I’m learning Erlang. I’ll get into “why” in some other post - the purpose here is to share my first sample program and solicit feedback. The purpose of the program is to start print the contents of a file system from the indicated point downwards (ignoring symlinks).
The application has a single module, walker, which exports walk/1. The argument to walk/1 is the starting path.
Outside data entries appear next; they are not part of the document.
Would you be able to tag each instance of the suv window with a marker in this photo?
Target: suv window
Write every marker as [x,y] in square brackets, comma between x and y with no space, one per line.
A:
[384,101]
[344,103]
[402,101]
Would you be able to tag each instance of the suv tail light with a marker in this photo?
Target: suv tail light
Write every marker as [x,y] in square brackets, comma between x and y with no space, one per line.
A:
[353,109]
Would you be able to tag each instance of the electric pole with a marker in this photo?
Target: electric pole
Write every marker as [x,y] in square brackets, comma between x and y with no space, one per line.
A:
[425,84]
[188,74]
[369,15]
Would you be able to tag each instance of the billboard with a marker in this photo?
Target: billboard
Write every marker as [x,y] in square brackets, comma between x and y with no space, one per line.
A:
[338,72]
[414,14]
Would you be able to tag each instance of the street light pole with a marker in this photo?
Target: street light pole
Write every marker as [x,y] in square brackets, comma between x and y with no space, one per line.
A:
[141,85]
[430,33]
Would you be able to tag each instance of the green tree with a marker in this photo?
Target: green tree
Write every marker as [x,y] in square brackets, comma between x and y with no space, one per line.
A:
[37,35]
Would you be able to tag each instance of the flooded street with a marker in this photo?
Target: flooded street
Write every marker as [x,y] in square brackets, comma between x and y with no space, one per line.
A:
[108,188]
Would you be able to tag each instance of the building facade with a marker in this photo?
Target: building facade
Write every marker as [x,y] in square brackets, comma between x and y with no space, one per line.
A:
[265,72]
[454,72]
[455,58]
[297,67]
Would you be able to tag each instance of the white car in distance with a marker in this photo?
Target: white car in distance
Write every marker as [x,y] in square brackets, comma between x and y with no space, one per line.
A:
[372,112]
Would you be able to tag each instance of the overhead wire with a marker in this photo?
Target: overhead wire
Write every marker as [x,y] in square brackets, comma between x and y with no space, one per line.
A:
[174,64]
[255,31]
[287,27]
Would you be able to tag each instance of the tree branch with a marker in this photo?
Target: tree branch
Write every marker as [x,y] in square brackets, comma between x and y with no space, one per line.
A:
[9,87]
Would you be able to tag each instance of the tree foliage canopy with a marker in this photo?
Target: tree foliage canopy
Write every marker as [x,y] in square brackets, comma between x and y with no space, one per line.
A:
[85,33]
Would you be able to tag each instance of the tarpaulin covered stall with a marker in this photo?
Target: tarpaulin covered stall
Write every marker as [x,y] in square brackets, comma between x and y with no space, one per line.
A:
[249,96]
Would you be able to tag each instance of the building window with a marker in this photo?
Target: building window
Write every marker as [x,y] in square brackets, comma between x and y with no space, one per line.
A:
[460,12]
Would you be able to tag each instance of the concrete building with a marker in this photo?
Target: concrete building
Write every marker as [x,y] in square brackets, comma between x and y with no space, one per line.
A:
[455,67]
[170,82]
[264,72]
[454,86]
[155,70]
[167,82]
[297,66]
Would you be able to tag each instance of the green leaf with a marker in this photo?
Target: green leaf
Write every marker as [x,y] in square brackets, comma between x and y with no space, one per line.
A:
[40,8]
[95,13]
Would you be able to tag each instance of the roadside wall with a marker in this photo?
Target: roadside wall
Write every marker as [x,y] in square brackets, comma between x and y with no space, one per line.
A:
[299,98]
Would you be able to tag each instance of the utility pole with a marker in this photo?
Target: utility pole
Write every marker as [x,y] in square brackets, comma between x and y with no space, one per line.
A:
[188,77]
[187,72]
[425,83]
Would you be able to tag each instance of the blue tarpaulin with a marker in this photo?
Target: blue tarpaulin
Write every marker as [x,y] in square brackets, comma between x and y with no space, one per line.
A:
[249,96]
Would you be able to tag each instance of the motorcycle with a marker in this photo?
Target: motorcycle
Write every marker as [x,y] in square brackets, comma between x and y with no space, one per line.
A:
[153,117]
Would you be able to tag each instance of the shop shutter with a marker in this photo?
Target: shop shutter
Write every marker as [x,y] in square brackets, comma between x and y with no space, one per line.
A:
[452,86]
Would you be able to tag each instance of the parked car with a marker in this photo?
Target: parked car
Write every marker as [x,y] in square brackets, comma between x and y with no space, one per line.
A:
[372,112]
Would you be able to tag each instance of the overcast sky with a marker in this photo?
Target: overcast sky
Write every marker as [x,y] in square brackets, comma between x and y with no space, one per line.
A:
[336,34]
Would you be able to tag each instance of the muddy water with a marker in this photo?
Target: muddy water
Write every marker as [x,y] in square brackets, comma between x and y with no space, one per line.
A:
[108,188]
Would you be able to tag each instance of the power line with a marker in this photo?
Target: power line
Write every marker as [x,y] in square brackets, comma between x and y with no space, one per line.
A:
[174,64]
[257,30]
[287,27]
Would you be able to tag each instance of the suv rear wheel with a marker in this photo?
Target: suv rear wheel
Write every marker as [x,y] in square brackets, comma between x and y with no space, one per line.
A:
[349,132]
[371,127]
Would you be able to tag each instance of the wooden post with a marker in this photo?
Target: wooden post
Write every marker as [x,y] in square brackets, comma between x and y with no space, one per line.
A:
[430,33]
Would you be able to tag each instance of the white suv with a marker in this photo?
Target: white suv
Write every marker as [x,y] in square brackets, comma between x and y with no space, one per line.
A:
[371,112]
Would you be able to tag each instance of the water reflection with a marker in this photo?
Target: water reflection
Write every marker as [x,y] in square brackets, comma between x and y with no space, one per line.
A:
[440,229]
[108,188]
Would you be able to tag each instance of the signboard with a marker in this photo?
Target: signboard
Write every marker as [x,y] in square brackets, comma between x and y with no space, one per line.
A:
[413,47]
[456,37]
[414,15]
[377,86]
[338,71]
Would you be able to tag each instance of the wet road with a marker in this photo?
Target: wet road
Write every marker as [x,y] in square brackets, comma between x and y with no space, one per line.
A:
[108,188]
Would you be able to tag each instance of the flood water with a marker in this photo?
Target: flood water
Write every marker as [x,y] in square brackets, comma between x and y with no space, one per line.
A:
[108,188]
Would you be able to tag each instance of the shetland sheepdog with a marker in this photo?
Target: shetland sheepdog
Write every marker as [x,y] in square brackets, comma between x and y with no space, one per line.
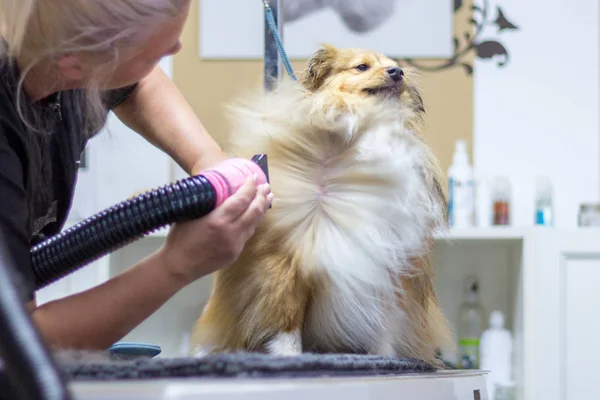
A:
[342,261]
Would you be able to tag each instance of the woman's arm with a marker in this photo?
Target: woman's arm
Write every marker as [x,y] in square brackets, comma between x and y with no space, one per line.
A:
[158,111]
[97,318]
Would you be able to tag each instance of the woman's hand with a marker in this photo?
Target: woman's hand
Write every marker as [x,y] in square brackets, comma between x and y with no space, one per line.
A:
[198,248]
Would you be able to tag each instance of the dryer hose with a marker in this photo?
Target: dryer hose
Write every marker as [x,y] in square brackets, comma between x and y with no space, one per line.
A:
[125,222]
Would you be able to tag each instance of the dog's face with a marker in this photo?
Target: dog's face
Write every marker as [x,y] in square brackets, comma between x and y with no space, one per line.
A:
[360,72]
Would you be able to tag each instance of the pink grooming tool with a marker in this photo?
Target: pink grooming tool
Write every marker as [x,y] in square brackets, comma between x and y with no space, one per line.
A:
[228,176]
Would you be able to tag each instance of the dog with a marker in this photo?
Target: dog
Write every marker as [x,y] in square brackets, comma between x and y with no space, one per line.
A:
[342,261]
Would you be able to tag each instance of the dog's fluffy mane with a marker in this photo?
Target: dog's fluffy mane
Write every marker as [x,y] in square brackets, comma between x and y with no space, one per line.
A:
[341,262]
[346,156]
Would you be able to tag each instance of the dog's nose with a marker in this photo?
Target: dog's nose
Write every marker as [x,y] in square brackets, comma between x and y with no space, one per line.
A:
[395,73]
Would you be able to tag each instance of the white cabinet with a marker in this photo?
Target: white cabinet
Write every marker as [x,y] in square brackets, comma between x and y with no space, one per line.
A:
[561,315]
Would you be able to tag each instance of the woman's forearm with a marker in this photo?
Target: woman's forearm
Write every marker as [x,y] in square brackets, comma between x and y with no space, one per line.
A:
[99,317]
[158,111]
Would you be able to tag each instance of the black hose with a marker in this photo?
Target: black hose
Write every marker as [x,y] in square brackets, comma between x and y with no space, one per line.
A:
[123,223]
[31,370]
[29,366]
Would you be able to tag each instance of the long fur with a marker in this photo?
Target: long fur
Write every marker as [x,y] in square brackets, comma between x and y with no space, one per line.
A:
[341,261]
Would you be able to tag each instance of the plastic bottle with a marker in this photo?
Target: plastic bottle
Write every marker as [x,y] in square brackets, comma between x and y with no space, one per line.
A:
[543,202]
[461,205]
[471,323]
[496,354]
[501,201]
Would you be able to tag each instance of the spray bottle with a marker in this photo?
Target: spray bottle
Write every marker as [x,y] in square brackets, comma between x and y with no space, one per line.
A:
[461,206]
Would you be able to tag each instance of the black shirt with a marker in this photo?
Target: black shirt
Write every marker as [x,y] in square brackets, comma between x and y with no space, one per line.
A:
[38,170]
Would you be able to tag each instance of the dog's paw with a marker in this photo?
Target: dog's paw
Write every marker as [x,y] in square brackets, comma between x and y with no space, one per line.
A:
[286,344]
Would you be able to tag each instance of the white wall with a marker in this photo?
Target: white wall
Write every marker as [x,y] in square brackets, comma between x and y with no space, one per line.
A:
[539,114]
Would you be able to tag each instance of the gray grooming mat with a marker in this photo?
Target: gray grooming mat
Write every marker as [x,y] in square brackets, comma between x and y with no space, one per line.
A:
[245,365]
[237,365]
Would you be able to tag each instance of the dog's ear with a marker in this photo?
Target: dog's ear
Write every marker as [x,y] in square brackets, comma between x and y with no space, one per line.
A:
[416,98]
[319,67]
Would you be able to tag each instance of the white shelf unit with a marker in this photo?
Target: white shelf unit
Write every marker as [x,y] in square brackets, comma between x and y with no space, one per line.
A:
[546,281]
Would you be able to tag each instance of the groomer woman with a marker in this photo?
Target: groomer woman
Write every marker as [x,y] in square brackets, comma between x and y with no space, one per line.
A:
[65,64]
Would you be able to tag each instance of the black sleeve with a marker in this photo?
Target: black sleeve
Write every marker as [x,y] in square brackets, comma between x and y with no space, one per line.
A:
[14,213]
[113,98]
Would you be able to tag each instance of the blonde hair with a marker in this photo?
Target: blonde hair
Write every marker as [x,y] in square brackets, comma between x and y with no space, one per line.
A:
[41,30]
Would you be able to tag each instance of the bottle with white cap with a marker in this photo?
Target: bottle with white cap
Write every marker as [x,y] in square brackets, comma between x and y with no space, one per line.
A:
[543,201]
[496,353]
[461,205]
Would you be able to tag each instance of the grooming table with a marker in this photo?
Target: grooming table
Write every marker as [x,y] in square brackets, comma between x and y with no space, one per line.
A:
[261,377]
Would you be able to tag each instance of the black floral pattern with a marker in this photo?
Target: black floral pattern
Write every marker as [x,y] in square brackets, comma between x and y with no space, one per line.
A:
[484,48]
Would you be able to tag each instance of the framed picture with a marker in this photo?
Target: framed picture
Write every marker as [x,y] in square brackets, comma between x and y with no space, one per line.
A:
[234,29]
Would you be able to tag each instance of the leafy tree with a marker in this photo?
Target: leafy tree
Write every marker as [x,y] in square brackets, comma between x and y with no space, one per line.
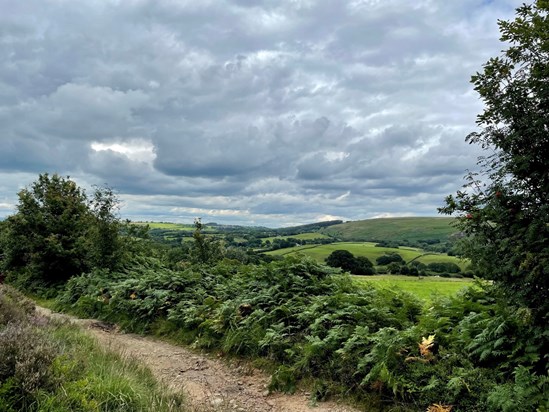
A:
[389,258]
[345,260]
[106,247]
[341,259]
[504,210]
[46,237]
[58,233]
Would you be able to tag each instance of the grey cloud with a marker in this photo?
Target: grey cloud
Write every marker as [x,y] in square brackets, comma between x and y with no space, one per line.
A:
[307,108]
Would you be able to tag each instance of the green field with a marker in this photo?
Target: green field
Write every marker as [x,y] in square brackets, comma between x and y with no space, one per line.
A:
[303,236]
[394,229]
[425,288]
[167,226]
[368,249]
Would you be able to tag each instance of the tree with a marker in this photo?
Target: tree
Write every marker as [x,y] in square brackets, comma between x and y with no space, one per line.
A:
[389,258]
[345,260]
[46,237]
[105,243]
[504,209]
[58,233]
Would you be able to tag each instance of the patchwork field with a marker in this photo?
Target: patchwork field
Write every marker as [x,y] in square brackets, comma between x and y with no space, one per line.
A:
[368,249]
[425,288]
[302,236]
[394,229]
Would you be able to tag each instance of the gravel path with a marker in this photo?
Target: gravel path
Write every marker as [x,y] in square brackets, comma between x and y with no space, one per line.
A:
[210,384]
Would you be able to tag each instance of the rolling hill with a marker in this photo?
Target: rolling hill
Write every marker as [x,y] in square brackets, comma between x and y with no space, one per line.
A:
[410,229]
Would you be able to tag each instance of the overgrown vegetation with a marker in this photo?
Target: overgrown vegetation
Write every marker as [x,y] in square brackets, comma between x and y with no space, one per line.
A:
[484,349]
[52,366]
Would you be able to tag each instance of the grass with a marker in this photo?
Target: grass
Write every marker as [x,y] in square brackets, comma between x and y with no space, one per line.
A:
[53,366]
[368,249]
[425,288]
[108,381]
[394,229]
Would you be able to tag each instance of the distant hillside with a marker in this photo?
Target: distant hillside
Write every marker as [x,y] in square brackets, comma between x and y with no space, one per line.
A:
[410,229]
[311,227]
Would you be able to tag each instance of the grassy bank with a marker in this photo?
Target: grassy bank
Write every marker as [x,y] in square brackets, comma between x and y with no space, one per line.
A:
[48,365]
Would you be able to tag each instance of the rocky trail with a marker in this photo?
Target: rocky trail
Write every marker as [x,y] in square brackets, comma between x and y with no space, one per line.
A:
[210,384]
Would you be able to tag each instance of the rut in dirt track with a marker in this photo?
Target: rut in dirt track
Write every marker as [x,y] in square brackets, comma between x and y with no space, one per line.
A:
[210,384]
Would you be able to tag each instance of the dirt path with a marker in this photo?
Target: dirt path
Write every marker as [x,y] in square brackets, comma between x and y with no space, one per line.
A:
[210,384]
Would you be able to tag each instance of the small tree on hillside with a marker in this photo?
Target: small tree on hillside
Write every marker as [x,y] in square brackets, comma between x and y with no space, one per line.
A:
[46,237]
[345,260]
[57,233]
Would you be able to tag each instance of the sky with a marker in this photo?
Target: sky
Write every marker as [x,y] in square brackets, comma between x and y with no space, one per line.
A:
[271,113]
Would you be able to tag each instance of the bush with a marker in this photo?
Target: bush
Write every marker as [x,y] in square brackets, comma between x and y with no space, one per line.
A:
[389,258]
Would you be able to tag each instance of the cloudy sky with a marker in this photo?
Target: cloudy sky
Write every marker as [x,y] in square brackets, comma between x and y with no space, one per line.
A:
[273,112]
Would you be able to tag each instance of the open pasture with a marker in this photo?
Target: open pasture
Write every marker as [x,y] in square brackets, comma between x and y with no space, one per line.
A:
[369,249]
[424,288]
[302,236]
[394,229]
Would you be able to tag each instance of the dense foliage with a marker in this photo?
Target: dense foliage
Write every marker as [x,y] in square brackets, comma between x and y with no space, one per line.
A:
[58,233]
[311,321]
[505,211]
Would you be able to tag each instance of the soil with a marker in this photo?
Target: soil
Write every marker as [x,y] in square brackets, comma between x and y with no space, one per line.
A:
[210,384]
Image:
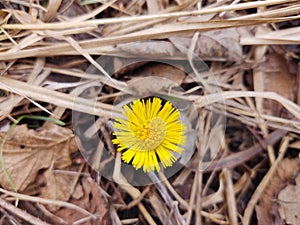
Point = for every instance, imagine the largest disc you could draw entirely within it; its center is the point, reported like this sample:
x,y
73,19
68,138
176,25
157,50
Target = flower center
x,y
151,134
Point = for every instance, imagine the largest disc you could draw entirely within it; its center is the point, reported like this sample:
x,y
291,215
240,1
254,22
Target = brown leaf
x,y
267,211
273,75
27,151
289,201
94,200
59,186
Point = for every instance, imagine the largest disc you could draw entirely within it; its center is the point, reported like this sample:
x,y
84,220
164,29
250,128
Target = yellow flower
x,y
150,132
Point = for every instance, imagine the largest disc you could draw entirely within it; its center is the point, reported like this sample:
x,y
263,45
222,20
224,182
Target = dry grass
x,y
247,113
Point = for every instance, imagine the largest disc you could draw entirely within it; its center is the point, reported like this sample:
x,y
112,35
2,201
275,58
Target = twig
x,y
263,184
164,193
21,213
230,198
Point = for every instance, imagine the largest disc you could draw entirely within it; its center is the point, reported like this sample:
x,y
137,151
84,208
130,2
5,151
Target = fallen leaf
x,y
26,151
94,200
58,186
289,201
268,210
274,76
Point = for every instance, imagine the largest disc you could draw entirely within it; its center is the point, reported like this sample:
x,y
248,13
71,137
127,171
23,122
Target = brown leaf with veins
x,y
59,186
268,209
26,151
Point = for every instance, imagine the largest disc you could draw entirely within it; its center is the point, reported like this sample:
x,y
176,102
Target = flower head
x,y
149,133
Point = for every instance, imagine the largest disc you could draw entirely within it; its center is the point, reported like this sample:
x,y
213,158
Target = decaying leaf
x,y
93,200
59,186
267,211
26,151
275,77
289,201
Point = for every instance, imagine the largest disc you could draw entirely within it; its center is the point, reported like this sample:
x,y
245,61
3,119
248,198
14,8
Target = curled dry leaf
x,y
58,186
289,199
276,78
155,78
148,48
27,151
267,211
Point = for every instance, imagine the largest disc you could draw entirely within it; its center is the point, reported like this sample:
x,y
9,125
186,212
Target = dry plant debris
x,y
232,68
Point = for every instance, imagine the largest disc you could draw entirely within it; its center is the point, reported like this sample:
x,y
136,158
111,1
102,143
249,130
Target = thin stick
x,y
21,213
168,199
94,23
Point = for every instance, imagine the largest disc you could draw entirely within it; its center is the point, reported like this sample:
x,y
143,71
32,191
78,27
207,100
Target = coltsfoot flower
x,y
150,132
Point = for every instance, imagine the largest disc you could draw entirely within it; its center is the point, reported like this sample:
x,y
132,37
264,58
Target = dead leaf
x,y
267,211
276,78
148,48
59,186
94,200
27,151
289,201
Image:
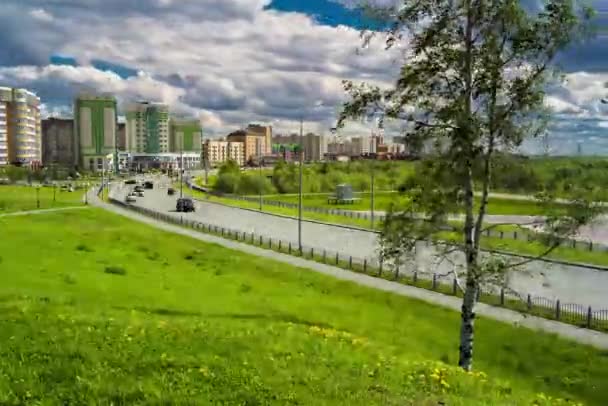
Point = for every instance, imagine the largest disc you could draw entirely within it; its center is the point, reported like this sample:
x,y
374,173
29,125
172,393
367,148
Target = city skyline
x,y
271,62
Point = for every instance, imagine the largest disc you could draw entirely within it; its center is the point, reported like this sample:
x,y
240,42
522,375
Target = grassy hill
x,y
98,308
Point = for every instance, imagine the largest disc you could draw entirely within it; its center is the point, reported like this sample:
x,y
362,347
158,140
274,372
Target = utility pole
x,y
261,182
301,186
372,186
181,168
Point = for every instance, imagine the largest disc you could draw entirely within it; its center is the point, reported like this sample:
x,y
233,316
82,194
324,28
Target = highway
x,y
569,283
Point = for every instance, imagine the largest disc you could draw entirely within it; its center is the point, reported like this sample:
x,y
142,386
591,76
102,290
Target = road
x,y
569,283
580,335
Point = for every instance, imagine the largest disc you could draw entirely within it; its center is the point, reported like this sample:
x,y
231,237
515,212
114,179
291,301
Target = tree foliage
x,y
471,85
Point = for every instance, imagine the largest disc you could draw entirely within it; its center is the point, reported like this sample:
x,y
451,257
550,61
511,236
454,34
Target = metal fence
x,y
518,235
549,308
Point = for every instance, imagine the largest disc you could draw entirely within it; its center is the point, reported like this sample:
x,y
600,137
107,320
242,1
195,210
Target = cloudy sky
x,y
231,62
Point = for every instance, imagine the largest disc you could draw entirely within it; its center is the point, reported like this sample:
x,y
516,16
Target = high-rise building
x,y
121,136
254,146
95,129
216,152
20,127
188,130
314,146
147,128
262,131
58,145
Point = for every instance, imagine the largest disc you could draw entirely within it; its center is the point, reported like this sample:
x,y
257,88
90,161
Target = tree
x,y
470,86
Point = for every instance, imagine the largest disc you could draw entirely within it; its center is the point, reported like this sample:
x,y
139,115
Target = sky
x,y
231,62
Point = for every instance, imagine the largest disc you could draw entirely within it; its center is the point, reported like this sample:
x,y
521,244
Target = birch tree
x,y
471,85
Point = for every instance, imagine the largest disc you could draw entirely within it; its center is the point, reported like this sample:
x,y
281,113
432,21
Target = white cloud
x,y
41,15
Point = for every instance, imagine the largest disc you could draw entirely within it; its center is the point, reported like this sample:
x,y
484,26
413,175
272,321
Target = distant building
x,y
188,130
121,136
95,130
254,145
20,127
314,146
58,143
147,128
216,152
262,131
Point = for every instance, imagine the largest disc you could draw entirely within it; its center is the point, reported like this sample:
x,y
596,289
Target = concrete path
x,y
584,336
41,211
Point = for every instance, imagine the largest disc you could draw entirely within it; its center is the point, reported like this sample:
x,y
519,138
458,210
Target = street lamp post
x,y
181,167
301,159
372,197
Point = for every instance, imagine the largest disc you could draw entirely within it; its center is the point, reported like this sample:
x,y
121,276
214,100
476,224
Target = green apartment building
x,y
147,128
95,122
190,131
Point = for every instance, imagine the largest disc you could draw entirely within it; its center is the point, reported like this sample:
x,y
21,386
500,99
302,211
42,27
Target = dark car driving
x,y
185,205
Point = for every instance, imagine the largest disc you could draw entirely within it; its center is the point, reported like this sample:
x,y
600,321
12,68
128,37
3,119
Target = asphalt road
x,y
584,336
571,284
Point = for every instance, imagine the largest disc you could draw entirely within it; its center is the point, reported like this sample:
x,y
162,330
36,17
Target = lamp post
x,y
181,167
301,159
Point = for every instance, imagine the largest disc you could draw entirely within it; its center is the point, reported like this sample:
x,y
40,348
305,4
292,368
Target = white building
x,y
20,127
147,128
216,152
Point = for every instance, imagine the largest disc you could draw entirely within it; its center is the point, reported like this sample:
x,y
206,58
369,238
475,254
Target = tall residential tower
x,y
147,128
95,128
20,127
185,134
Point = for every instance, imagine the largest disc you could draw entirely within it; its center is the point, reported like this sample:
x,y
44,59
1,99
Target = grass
x,y
195,322
23,198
For example: > walker:walk("/home").
This method prints the path name, determines the type of the current path (file, directory or symlink), and then IFF the path is a directory it calls filelib:wildcard to get the children of the path and repeats the process on them.
\-module(walker).
-include_lib("kernel/include/file.hrl").
-export([walk/1]).
is_symlink(Path) ->
case file:read_link_info(Path) of
{ok, #file_info{type = symlink}} ->
true;
_ ->
false
end.
file_type(Path) ->
IsRegular = filelib:is_regular(Path),
case IsRegular of
true ->
file;
false ->
case is_symlink(Path) of
true ->
symlink;
false ->
directory
end
end.
walk(Path) ->
io:format("~s~n", [Path]),
FileType = file_type(Path),
case FileType of
file ->
ok;
symlink ->
ok;
directory ->
Children = filelib:wildcard(Path ++ "/*"),
lists:foreach(fun(P) -> walk(P) end, Children)
end.
My questions about this module are:
- Does calling walk(P) in a foreach prevent tail recursion optimizations?
- Where I have “case FileType of” (in walk/1) is there a more succinct way to express that?
- Why doesn’t read_file_info ever return file_info#type==symlink?
- How should this have really been done?
I’ll be working on answering #1-3 on my way to learning #4 - but if you have any feedback I would love to hear it.
The next step is to make this message based and have the walk/1 method send messages to a consumer who will do the printing.
The next-next step is to RabbitMQ and setup one producer and three consumers - one for files, one for directories and one for symlinks. The walk/1 method will no longer print the file info but rather send the appropriate message and let the consumers print the messages.